October 7, 2014
G-20 Introduces First Guidelines to Overhaul International Taxes
The Organization for Economic Cooperation and Development has revamped efforts to overhaul the international tax system as it presented its first set of guidelines to finance ministers of the group of 20 largest economies. The guidelines are an attempt to make it more difficult for companies to shift profits to low tax countries.
The G-20’s overhaul aims to modernize a web of 3,000 bilateral tax treaties and national tax rules dating back to the 1920s that allow companies to reincorporate overseas to lower tax jurisdictions, with no regard to where that company earns its profits.
The Committee on Fiscal Affairs agreed upon the proposals and is expected to produce a second and final set of proposals next year. The committee is made up of representatives from 34 countries that are also members of the OECD, two candidate nations, and eight large developing economies, including China, India, Brazil, Russia, Indonesia, and South Africa.
Pascal Saint-Amans, the OECD official leading the overhaul, said its member’s ability to agree upon such a complex overhaul in such a short amount of time indicates their eagerness to eliminate any and all loopholes that allow companies to minimize tax payments.
“This is extremely ambitious,” Mr. Saint-Amans said in a news conference. “We are delivering. As soon as they are published, they will have an impact. They reflect very strong agreement.”

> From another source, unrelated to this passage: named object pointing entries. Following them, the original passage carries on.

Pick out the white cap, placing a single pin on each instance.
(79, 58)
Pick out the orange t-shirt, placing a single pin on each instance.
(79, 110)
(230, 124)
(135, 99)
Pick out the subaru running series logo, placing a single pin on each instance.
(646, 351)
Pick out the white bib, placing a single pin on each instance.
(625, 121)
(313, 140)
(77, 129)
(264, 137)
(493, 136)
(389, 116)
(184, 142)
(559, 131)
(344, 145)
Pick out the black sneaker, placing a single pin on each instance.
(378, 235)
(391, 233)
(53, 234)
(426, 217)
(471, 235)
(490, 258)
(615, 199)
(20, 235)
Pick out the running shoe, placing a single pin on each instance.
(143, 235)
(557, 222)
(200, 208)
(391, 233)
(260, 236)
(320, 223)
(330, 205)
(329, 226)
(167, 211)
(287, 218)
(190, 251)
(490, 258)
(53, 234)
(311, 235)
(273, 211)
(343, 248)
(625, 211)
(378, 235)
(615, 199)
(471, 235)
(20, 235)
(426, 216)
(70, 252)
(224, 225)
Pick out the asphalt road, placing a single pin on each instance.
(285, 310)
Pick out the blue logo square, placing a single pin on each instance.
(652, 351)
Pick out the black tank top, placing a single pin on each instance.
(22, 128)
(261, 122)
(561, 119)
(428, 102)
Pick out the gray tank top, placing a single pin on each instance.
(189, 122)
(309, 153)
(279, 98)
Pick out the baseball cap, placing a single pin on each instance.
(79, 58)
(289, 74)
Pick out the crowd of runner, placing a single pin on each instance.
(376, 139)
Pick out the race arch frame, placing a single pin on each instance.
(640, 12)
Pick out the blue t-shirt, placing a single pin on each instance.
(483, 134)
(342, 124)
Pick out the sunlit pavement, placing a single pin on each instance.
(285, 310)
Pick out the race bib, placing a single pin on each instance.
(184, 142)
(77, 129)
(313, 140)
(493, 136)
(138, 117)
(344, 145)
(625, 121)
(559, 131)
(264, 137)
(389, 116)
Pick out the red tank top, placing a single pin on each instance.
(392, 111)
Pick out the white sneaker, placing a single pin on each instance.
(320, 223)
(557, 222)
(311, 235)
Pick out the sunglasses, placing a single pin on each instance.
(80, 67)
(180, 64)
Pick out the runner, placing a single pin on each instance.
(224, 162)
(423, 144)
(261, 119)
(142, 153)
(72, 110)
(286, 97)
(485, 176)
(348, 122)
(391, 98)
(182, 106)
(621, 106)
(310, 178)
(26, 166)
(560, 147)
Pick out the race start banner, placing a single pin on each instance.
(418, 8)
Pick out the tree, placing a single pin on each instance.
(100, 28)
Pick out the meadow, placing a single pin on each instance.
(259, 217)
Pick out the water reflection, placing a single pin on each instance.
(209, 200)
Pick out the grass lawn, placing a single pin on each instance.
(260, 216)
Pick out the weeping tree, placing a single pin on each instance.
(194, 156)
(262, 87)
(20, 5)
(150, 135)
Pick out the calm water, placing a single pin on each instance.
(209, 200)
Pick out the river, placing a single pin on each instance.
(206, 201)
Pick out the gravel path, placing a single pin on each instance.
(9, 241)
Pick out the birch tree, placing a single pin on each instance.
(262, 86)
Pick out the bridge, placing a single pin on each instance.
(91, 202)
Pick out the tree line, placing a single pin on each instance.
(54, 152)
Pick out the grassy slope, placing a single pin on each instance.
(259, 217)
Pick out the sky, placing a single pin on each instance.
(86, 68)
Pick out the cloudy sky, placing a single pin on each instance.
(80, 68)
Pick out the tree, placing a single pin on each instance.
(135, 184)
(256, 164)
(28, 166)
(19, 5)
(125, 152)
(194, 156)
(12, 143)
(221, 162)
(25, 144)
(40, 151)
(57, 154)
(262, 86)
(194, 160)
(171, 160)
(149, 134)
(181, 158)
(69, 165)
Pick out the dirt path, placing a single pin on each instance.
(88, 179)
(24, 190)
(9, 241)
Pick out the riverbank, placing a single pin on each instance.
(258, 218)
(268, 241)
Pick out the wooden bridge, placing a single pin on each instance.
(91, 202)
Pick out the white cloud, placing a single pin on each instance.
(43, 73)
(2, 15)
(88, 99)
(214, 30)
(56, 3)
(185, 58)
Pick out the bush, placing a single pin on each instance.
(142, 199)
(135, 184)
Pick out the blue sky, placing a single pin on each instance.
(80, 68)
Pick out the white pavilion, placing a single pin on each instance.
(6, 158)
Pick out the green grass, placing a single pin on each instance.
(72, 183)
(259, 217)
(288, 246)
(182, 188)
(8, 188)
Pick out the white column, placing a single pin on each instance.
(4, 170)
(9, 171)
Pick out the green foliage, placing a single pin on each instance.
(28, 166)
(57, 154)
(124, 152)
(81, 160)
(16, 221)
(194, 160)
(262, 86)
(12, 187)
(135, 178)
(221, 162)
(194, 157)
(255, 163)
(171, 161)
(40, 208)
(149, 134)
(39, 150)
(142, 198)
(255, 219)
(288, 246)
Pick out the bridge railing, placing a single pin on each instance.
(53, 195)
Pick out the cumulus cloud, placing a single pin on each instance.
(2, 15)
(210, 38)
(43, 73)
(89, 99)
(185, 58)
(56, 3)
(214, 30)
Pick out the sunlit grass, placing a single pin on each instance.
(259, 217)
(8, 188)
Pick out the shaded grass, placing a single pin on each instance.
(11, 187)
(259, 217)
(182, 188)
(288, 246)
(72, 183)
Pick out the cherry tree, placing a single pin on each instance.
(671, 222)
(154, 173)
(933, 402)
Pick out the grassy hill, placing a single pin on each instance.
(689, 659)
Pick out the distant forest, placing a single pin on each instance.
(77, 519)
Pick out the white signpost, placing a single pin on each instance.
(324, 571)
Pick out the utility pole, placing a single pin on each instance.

Tax experts warn that proper domestic legislation is critical for enforcement, which could take many years to complete and implement.
“History has shown that countries act in their own interest, and accept those recommendations they like,” said John Wonfor, global head of tax at the business advisory firm BDO International. “We might not get the coherence the OECD would like.”
Regardless, Mr. Saint-Amans suggests the guidelines have already started curbing the behavior of international companies.
“If you’re a tax planner, it is difficult to sell your scheme to a company that knows this will be over in a few years,” said Mr. Saint-Amans, director of the OECD’s Centre for Tax Policy and Administration. “This will give them time to undo those schemes. We’re having an impact already even though it hasn’t come into force.”